Frequently Asked Questions
In what number of venues is this experiment currently taking place?
"Currently, 12 sites are administering this trial. These locations span from Nashville to Austin and include several other cities in between. For your convenience, you should select the closest location to avoid extensive travel if you decide to partake."
Are there any vacancies open to join this clinical experiment?
"Correct. The clinicaltrials.gov website indicates that this medical study, which was initially published on October 29th 2020, is actively recruiting participants. A total of 145 patients need to be recruited from 12 different sites."
What is the participant capacity of this trial?

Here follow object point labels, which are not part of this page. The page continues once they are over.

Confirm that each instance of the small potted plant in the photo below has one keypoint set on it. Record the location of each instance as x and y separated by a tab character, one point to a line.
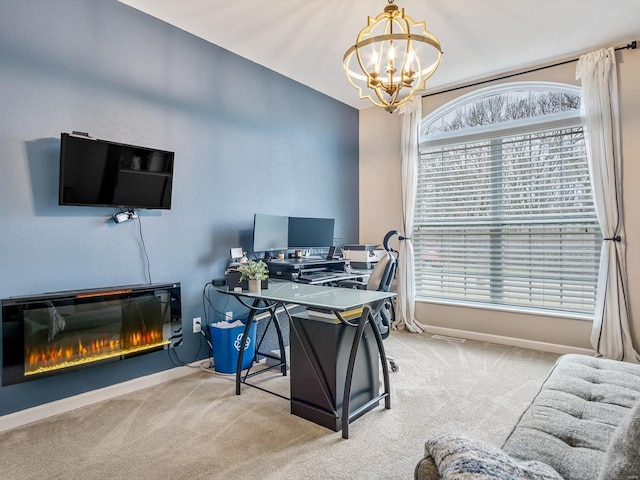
254	272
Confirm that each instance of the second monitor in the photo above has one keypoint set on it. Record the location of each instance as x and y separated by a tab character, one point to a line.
307	232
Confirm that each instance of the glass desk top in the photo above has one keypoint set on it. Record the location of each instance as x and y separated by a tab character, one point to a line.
333	298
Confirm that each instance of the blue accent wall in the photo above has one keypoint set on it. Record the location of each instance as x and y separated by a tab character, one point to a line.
246	140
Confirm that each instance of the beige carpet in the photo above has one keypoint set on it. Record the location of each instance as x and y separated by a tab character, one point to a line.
197	428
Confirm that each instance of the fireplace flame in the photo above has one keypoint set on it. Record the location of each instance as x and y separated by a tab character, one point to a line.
49	358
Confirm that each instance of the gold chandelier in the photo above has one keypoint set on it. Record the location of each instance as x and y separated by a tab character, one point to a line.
389	62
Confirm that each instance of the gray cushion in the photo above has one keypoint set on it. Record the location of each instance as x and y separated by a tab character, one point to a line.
571	421
622	461
460	458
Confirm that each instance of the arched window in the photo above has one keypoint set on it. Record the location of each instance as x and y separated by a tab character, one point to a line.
504	212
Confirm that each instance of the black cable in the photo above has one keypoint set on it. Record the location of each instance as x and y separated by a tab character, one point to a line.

"In order to begin the trial, 145 eligible participants need to be enrolled. PMV Pharmaceuticals is managing this research through multiple sites such as Sarah Cannon and HCA Research Institute in Nashville, Tennessee and Memorial Sloan Kettering in New york City."
What is the ultimate purpose of this investigative project?
"This medical trial has a duration of 48 months, over the course of which two primary outcomes will be assessed: (1) document and classify any adverse effects caused by PC14586; and (2) measure the response rate to evaluate efficacy using RECIST v. 1.1 criteria. Additionally, secondary objectives include gauging changes in quality of life through validated instruments for participants 18 years or older, measuring progression free survival/overall survival rates with RECIST v. 1.1 standards, and assessing preliminary clinical activity / efficacy utilising ORR metrics as well as other response rate assessments."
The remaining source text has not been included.